A "Vila" toda em fato-de-banho. Dos mais novos aos mais velhos, meninas e senhoras, a bem dizer, incluidas. Excepcionalmente, um ou outro ancião apresentava-se vestido, muito acelerado nas suas sandálias novas... Não era caso para menos, faltando a nortada!

E a praia um amplo complexo de barracas onde se penduravam roupas, loiça, alguns móveis (!?), ferramentas agrícolas (seria para a apanha do sargaço?), hortaliças e frutas mornas, sedentas, e patos e galinhas, mais os coelhitos, as codornizes. Tudo ainda com as respectivas camadas de penas e pêlo, petiscos genuinamente do dia.
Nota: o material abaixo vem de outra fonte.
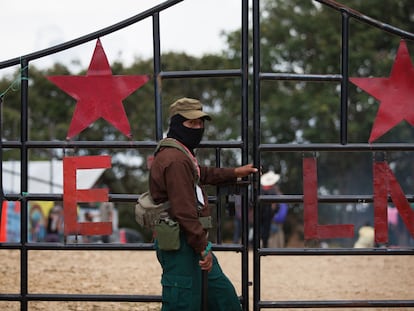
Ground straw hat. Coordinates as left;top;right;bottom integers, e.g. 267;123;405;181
260;170;280;186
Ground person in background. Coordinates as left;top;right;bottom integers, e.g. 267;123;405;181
82;211;94;243
354;222;374;248
232;195;242;244
100;201;114;243
268;184;288;248
150;97;257;310
45;203;63;242
260;170;281;248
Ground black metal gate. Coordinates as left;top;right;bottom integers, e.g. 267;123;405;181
252;1;414;309
0;0;413;310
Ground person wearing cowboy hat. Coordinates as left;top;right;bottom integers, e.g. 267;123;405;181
260;170;281;248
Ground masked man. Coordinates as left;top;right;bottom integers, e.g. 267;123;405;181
150;98;257;310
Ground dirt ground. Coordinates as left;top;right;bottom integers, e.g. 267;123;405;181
1;248;413;311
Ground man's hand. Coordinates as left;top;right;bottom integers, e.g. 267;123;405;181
199;251;213;272
234;163;258;178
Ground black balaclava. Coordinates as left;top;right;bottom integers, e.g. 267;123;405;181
167;114;204;154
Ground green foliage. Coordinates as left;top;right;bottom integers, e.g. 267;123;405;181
247;0;414;195
1;0;414;236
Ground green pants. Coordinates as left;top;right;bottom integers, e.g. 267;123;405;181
156;234;242;311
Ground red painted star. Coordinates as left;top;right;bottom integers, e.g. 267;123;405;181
350;39;414;143
47;39;149;139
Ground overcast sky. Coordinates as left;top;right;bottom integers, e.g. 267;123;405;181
1;0;241;75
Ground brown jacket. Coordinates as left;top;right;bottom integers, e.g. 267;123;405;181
149;146;236;253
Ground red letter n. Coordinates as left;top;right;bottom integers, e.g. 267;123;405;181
374;161;414;244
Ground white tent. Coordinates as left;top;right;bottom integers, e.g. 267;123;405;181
2;160;106;194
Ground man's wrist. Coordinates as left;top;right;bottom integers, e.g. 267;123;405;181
202;241;212;258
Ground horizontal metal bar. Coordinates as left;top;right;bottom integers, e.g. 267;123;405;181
2;140;243;149
2;140;157;149
5;193;413;205
213;244;244;252
0;243;21;249
316;0;414;41
160;69;242;79
0;242;155;251
0;242;244;252
5;141;414;151
259;299;414;308
2;193;139;202
6;193;414;207
260;73;342;82
258;248;414;256
260;143;414;152
1;243;412;254
0;294;21;301
28;293;161;303
258;194;414;204
2;194;218;205
3;296;413;308
201;141;244;148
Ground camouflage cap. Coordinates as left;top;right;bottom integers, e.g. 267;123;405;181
169;98;211;120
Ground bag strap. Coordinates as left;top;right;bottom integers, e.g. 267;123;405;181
155;138;200;183
151;138;202;214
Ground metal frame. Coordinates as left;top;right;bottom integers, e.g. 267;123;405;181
1;0;414;310
252;0;414;310
0;0;251;310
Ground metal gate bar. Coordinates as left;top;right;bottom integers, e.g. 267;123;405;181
1;0;414;310
252;0;414;310
0;0;250;310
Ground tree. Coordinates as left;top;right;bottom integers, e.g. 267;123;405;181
222;0;414;194
220;0;414;243
2;0;414;241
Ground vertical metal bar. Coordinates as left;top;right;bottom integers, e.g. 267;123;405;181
0;96;4;232
201;270;208;311
215;147;222;244
20;58;29;311
153;12;163;141
340;12;350;145
241;0;249;162
240;0;250;309
252;0;262;310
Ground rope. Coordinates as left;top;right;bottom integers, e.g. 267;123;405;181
0;60;29;100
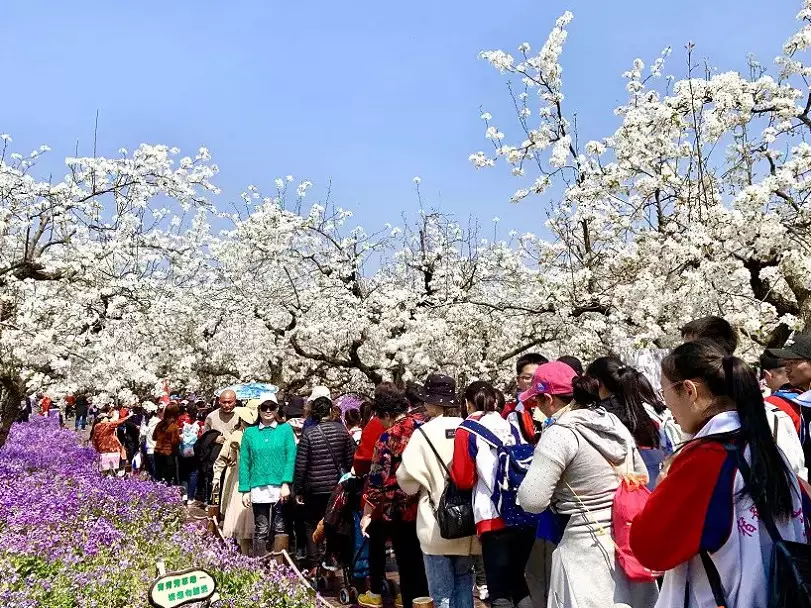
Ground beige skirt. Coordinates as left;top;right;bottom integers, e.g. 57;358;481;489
220;459;254;540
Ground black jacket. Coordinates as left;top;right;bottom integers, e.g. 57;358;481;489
294;421;356;496
74;396;89;417
194;429;223;473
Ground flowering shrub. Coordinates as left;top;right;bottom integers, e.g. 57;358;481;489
0;416;314;608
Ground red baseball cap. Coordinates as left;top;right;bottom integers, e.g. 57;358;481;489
519;361;577;403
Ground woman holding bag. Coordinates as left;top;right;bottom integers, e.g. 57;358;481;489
398;374;479;608
294;396;355;572
517;363;658;608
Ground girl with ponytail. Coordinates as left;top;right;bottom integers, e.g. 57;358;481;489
630;340;809;608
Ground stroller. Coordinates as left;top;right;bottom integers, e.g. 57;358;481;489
314;474;370;604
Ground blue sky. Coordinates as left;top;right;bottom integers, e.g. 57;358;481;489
0;0;800;234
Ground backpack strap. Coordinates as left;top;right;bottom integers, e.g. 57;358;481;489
722;441;784;545
460;419;503;449
417;426;450;511
698;551;728;608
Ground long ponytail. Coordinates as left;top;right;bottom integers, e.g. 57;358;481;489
662;340;794;521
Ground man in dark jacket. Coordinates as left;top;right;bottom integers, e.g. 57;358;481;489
293;396;356;571
74;394;90;431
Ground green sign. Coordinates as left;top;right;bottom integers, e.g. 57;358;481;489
148;568;217;608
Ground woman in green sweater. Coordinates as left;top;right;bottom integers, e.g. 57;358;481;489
239;397;297;558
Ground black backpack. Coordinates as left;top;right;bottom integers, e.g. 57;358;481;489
699;442;811;608
417;426;476;540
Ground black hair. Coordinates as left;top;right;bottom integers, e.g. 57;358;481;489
359;399;374;426
345;408;362;427
310;396;332;422
372;382;408;418
405;382;423;409
586;357;660;448
558;356;584;376
681;316;738;355
516;353;549;376
662;340;794;522
572;375;600;407
463;381;499;414
636;373;667;415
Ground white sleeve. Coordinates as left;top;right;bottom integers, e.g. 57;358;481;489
517;425;578;514
769;408;807;481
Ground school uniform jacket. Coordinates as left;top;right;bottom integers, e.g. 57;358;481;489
630;411;810;608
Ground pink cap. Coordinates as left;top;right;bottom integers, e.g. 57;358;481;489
519;361;577;403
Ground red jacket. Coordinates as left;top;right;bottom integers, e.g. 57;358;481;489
353;416;385;476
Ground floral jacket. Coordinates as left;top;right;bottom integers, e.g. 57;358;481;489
363;412;425;522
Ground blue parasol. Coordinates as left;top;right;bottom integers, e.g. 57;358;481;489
215;382;278;401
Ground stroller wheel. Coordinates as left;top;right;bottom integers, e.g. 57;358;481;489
317;575;330;592
349;587;359;603
338;588;351;605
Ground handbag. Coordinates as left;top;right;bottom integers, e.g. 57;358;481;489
417;426;476;540
696;442;811;608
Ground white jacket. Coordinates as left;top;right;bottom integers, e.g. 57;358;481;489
655;412;809;608
397;415;480;556
765;402;807;481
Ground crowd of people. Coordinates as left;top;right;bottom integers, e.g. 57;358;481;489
33;314;811;608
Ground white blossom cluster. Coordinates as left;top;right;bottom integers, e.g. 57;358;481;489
2;1;811;428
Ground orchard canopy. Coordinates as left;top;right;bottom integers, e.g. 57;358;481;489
4;1;811;441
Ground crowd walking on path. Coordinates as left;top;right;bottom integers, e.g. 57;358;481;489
30;315;811;608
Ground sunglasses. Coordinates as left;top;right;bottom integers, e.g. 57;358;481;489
260;404;278;413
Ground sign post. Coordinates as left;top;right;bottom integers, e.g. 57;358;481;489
148;566;218;608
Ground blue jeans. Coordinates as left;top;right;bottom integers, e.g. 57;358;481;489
423;554;474;608
74;413;87;430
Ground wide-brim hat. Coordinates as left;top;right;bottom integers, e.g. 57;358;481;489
411;374;457;406
233;407;256;426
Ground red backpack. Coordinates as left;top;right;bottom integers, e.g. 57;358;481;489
560;423;662;582
612;476;662;582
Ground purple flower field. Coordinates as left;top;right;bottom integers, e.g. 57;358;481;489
0;416;314;608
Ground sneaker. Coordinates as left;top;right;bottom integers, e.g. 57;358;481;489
357;592;382;608
477;584;489;601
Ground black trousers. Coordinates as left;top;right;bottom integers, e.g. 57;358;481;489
154;453;178;485
480;527;535;608
368;519;429;608
302;493;332;570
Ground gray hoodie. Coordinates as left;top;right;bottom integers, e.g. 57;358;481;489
518;407;647;518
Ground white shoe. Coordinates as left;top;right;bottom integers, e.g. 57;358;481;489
477;584;489;601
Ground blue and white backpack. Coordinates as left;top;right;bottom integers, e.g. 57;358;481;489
460;419;539;528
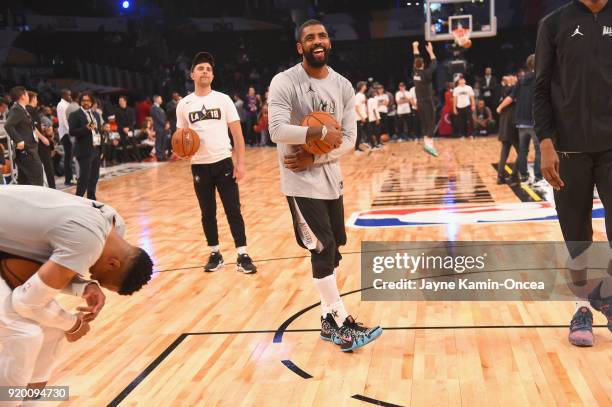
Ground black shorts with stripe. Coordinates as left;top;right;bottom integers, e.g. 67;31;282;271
286;196;347;279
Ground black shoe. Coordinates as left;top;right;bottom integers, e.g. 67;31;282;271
236;253;257;274
496;177;506;185
204;252;224;272
336;315;383;352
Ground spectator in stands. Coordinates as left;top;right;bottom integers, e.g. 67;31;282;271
115;95;140;162
355;81;369;150
166;91;181;133
438;81;454;138
375;84;390;141
395;82;412;141
57;89;74;186
101;121;120;166
151;95;169;161
0;101;8;120
254;103;269;147
472;99;495;136
135;96;152;128
68;91;103;200
452;76;475;138
4;86;44;186
140;117;156;158
245;86;260;146
27;91;55;188
481;67;499;115
367;88;381;149
384;86;397;140
233;93;247;137
40;106;53;129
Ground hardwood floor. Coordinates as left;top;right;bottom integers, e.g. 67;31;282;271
36;137;611;406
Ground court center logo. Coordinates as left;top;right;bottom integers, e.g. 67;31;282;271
347;201;604;228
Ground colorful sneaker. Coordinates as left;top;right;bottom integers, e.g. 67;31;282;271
204;252;224;272
236;254;257;274
588;281;612;332
568;307;594;347
423;144;439;157
335;315;383;352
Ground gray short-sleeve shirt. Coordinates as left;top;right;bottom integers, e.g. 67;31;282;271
0;186;125;278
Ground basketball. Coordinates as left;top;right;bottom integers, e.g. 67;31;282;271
0;257;41;290
463;39;472;49
300;111;340;155
380;134;390;143
171;128;201;158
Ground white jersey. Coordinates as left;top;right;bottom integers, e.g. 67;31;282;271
395;90;412;115
176;90;240;165
408;87;417;110
0;186;125;278
375;93;389;114
453;85;475;109
367;97;380;122
354;92;367;120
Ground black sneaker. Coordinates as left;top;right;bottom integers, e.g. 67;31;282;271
204;252;224;272
335;315;383;352
236;254;257;274
320;314;353;351
568;307;594;347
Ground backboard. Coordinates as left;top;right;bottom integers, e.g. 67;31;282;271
425;0;497;42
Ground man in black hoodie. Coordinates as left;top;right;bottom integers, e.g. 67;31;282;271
534;0;612;347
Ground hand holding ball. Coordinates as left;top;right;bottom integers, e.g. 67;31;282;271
301;111;342;155
171;128;201;158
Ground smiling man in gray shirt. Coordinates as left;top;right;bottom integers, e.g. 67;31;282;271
268;19;382;352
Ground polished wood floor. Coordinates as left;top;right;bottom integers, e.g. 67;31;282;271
44;137;610;406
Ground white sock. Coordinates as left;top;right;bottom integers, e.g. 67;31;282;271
209;245;220;253
313;274;348;325
575;301;590;311
236;246;247;255
327;300;349;326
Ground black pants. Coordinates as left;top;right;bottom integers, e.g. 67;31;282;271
455;107;471;137
379;112;389;135
355;121;367;150
155;129;169;161
554;149;612;258
15;148;44;186
61;136;73;183
245;115;257;146
367;120;380;146
192;158;247;248
497;140;520;180
397;114;412;139
417;102;435;137
76;149;101;200
37;142;55;188
287;196;346;279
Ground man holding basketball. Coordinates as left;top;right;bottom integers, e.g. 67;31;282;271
0;185;153;400
176;52;257;274
268;19;382;352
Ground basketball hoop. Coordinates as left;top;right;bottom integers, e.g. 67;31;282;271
452;25;472;49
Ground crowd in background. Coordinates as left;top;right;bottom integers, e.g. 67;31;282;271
1;48;541;190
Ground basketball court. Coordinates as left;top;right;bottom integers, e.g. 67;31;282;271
48;137;611;406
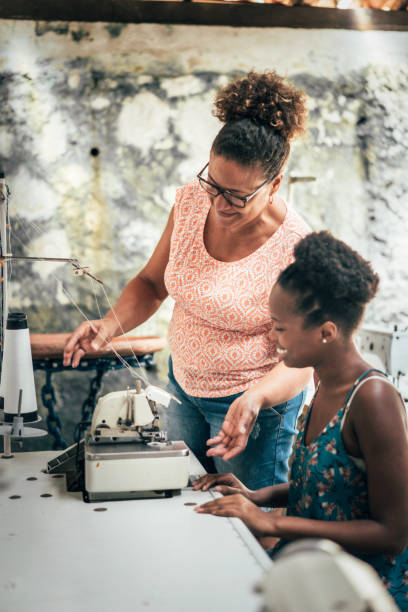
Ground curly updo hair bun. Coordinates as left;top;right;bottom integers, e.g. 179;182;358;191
214;70;307;140
211;71;308;181
278;231;379;336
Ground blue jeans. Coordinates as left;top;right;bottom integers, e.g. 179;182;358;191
160;358;305;490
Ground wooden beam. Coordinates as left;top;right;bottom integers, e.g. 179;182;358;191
0;0;407;31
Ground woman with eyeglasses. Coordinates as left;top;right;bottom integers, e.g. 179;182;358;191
64;71;312;489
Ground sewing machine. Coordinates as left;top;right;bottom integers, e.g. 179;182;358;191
46;382;190;502
83;382;189;501
357;325;408;401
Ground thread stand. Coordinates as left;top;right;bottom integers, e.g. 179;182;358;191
1;388;47;458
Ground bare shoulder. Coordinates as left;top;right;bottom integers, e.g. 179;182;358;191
350;376;407;443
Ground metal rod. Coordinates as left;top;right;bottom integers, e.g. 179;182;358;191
17;388;22;417
0;256;80;264
0;256;104;284
11;388;24;438
286;175;317;204
2;434;12;457
0;177;9;343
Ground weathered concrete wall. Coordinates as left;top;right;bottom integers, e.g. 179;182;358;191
1;21;407;448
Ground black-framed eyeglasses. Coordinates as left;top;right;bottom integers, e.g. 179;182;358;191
197;162;269;209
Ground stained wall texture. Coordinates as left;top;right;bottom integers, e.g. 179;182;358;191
0;21;407;448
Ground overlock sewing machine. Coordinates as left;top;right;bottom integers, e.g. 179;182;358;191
47;381;190;501
83;382;189;501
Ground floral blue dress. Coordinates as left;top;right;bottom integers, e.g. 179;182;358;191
271;369;408;610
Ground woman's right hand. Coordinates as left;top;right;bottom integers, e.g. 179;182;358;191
63;318;117;367
192;473;255;502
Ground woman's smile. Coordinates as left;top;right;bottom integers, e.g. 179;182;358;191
217;208;238;218
276;344;288;362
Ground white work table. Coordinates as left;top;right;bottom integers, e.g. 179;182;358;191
0;450;271;612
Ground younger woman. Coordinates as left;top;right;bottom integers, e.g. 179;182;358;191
194;231;408;609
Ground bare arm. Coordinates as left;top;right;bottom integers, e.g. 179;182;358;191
249;361;313;409
207;361;312;461
252;482;290;508
198;381;408;555
63;208;174;366
193;472;290;508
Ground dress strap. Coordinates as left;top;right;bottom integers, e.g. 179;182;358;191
343;368;386;407
340;369;402;431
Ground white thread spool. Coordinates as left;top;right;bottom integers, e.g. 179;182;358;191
2;312;38;423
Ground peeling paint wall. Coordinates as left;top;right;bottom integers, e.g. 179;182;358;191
1;21;407;447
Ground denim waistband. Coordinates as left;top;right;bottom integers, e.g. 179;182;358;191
168;355;244;405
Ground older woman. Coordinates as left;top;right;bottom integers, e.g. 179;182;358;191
63;71;312;489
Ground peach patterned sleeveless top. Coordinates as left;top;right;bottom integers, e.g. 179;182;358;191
164;179;310;397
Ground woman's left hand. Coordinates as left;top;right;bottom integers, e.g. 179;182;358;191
206;390;263;461
194;493;275;538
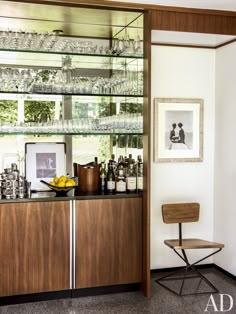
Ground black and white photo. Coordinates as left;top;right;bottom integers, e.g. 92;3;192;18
166;110;193;150
25;142;66;190
154;98;203;162
36;152;56;178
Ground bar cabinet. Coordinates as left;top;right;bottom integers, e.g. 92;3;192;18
0;0;151;301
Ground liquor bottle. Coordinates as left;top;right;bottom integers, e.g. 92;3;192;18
126;163;137;193
128;153;133;166
124;156;129;176
117;155;125;174
137;162;143;192
99;162;107;192
137;155;142;164
109;153;117;172
116;166;126;193
106;161;116;193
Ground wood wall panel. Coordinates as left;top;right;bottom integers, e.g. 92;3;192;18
0;201;70;297
75;198;142;288
151;10;236;35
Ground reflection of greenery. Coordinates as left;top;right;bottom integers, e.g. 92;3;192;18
24;101;58;122
98;136;110;162
0;100;17;122
113;135;143;149
120;102;143;114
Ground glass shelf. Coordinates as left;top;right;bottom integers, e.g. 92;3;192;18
0;48;143;60
0;49;143;70
0;131;143;136
0;91;144;97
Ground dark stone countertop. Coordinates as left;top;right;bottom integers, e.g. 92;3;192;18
0;191;143;204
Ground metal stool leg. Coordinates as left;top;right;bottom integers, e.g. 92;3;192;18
156;248;222;296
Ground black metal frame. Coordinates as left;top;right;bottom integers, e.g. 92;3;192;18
155;223;223;296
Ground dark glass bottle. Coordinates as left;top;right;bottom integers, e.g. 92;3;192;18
106;161;116;193
117;155;125;174
124;156;129;176
128;153;133;166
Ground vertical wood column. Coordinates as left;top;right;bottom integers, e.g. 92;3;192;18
142;9;152;298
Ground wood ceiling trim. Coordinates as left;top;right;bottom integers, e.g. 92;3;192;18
4;0;236;17
151;10;236;35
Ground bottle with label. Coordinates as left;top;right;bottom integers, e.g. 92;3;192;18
118;155;124;168
128;153;133;166
126;163;137;193
99;162;107;193
116;166;126;193
106;161;116;193
109;154;117;172
137;162;143;192
124;156;129;176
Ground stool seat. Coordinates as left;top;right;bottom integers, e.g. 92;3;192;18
164;238;224;250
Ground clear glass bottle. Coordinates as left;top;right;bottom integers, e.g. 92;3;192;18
99;162;107;193
106;161;116;193
116;166;126;193
126;163;137;193
137;162;143;192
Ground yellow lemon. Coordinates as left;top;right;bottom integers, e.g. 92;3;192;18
59;175;67;183
65;179;75;187
53;176;59;184
57;181;65;187
49;181;55;186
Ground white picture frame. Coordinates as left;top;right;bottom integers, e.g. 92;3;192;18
25;142;66;191
154;98;204;162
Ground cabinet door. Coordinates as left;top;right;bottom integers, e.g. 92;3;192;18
0;201;70;297
75;198;142;288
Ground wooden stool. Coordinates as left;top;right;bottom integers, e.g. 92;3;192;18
156;203;224;296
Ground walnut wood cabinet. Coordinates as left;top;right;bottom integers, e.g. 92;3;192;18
0;201;70;297
75;198;142;288
0;197;142;298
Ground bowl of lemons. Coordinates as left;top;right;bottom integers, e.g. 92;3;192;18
40;175;77;196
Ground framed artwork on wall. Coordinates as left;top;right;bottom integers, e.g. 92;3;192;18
154;98;204;162
25;142;66;191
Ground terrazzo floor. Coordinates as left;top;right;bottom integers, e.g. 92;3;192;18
0;268;235;314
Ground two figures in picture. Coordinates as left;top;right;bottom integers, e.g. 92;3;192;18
170;122;185;144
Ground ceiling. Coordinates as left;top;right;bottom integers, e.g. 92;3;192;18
152;31;236;48
112;0;236;12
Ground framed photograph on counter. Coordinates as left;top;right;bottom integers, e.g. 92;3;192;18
25;142;66;191
154;98;204;162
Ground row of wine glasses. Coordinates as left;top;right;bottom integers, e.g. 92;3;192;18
0;29;143;57
0;67;143;95
0;114;143;134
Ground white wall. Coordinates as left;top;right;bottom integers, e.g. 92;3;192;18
151;46;216;269
214;42;236;276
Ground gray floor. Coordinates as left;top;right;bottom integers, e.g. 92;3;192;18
0;268;236;314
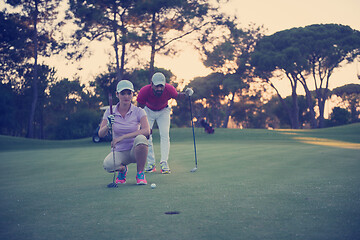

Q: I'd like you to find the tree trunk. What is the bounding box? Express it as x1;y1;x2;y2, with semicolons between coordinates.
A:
350;99;358;123
149;47;156;82
299;76;317;128
267;80;294;128
223;92;235;128
112;6;121;82
291;90;300;129
120;38;125;80
149;12;157;83
314;70;332;128
40;105;44;139
27;0;39;138
270;74;300;129
317;90;328;128
286;73;300;129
Afogueados, os veraneantes procuravam a sombra das barracas. Aquela sombra aquecida em que apenas o solo transmitirá alguma frescura. A suar em bica, apercebi-me esquecera a toalha de banho. Também as havia à venda na praia. Urgia adquirir uma, o areal pega-se à gente, cheio de alcatrão. Apeteceu-me jogar o prego... E depois de muito hesitar entre o CR7 e a República, optei pelo mapa de Portugal. Quase do tamanho do País, suficentemente capaz de me indicar onde escolher umas férias recatadas. Frescas, com a sua pitadinha de nortada.

Talvez lá para os lados do coração ou da memória, continua a apetecer-me jogar ao prego.